As I discussed previously, for the past couple of ill-timed winter weeks, Ash has been pushing his shirt-sleeves up to his elbows, his pant-legs up to his knees, and, at fewer points during the day, also his shirts up to his ribcage. It doesn’t matter how tight or loose the fabric is, or what the texture is. I assumed, for lack of anything more frustration-relieving to do, that this was due to Ash entering a period when those parts of his body were tactile-hypersensitive, and the feeling of fabric on those areas of skin was annoying, irritating, perhaps even painful. It’s so often hard to tell, with him….even FOR him. Ash had been having bouts of audio and tactile hypersensitivity in general, recently*, so this particular pattern wasn’t exactly out of place in the phase.
* We have had to try getting into the habit of him telling us what our voices sound like to him / asking us what our voices are supposed to sound like / us telling him what our voices are supposed to sound like / him telling us what volume he needs us to speak at, if we’re not trying to yell, if things seem amiss once they reach his ears….so that he doesn’t think we’re shouting at him when we’re just speaking at a normal, low volume, and wonder why we’re upset. We have also had to adopt a new policy when it comes to hugs.

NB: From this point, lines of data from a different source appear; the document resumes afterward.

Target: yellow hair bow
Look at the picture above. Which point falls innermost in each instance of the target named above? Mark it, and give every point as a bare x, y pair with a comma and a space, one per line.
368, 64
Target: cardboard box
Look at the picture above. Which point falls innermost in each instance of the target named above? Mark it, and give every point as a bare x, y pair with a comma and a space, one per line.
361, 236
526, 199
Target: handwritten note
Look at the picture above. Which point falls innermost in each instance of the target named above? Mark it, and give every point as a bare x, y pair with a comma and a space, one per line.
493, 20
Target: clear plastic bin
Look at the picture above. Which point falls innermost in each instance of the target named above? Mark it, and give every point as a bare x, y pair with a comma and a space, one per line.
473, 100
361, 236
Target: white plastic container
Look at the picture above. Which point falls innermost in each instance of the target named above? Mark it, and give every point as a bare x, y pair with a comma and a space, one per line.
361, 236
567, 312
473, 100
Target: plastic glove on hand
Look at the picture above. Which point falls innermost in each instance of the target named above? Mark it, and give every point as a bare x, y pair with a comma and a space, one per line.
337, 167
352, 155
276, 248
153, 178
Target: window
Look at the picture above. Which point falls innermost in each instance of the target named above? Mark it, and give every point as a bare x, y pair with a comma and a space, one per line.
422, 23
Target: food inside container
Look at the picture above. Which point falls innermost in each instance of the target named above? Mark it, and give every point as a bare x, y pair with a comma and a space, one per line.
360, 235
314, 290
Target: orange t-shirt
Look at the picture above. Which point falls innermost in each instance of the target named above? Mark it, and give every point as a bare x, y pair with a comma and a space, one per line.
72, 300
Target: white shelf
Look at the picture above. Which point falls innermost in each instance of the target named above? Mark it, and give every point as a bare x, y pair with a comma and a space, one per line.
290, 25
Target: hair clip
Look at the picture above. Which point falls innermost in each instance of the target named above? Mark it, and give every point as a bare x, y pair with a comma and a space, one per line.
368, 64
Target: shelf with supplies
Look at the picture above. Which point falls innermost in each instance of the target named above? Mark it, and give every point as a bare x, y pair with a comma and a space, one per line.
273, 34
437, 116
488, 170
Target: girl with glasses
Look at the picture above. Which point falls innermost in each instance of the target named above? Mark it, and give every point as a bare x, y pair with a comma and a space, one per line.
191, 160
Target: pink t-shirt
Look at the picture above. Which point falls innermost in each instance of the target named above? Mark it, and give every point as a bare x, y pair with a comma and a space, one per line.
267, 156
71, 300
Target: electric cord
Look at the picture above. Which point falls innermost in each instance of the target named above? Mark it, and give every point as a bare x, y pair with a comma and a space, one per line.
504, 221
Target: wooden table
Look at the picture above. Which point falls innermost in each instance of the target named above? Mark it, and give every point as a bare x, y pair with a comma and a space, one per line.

I’ve tried asking him why he was pushing his clothes up, why it was better to feel colder than to have clothes in those places. He always did something like say, “Oh! Oh! My knees are cold, you are RIGHT!”….and then he’d pull his pant-legs down, and two seconds later hike them back up.
Tonight, I got a little further.
How he answered: “It was too distracting, so I had to make it the right size for the arms and legs and tummy parts that have to move for a hard time.”
Translation: I have to push the clothes up until they fall at the right length to not make more difficult, through the distracting feeling of them on my skin, my efforts at controlling the movement of my arms/hands, legs/feet and tummy/waist/hips.
Ok then. He is recognizing a sensory challenge, and coming up with a way to cope with it. It might not be the most weather-appropriate or socially inconspicuous coping mechanism, but I am still impressed.